MemVerge and Open Source Community Partner to Protect Distributed HPC Applications with DMTCP
ST. LOUIS, November 15, 2021 / PRNewswire / – At SC21 MemVerge® and the DMTCP project announced a partnership designed to accelerate the development and adoption of the long-awaited Multithreaded Distributed Control Point (DMTCP) technology.
Checkpoint is commonly used by business applications to minimize downtime, but checkpoint is nearly impossible for complex distributed HPC applications with large data sets. In development for over a decade, DMTCP recently made the impossible possible for several workloads, including VLSI circuit simulators, circuit verification, mathematics formalization, bioinformatics, network simulators, physics energy, cybersecurity, big data, middleware, mobile computing, cloud computing, GPU virtualization and high performance computing (HPC). DMTCP is ready for commercialization and wider deployment.

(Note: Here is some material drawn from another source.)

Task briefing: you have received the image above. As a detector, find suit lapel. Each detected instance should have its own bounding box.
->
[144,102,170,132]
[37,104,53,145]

The collaboration between the DMTCP project and MemVerge will facilitate DMTCP’s entry into the market. The partnership includes MemVerge developers joining the DMTCP project and contributing to open source development; MemVerge providing commercial support for open source DMTCP software; and MemVerge integrating the fully tested and supported version into application-specific big memory solutions. MemVerge also started a collaboration with the National Energy Research Scientific Computing Center (NERSC) to optimize MPI-Agnostic Network-Agnostic (MANA), a plugin on top of DMTCP that was used for transparent control of MPI on Cori supercomputers. and Perlmutter. .
“The robust and efficient control points give us flexibility in scheduling system maintenance tasks and real-time data processing for experimental facilities. This functionality also allows us to perform better jobs, which ultimately leads to increased system utilization and improved job throughput for our nearly 8,000 scientists. users, ”said Rebecca Hartman Baker, User Engagement Group Leader, National Energy Research Scientific Computing Center (NERSC), Lawrence Berkeley National Laboratory.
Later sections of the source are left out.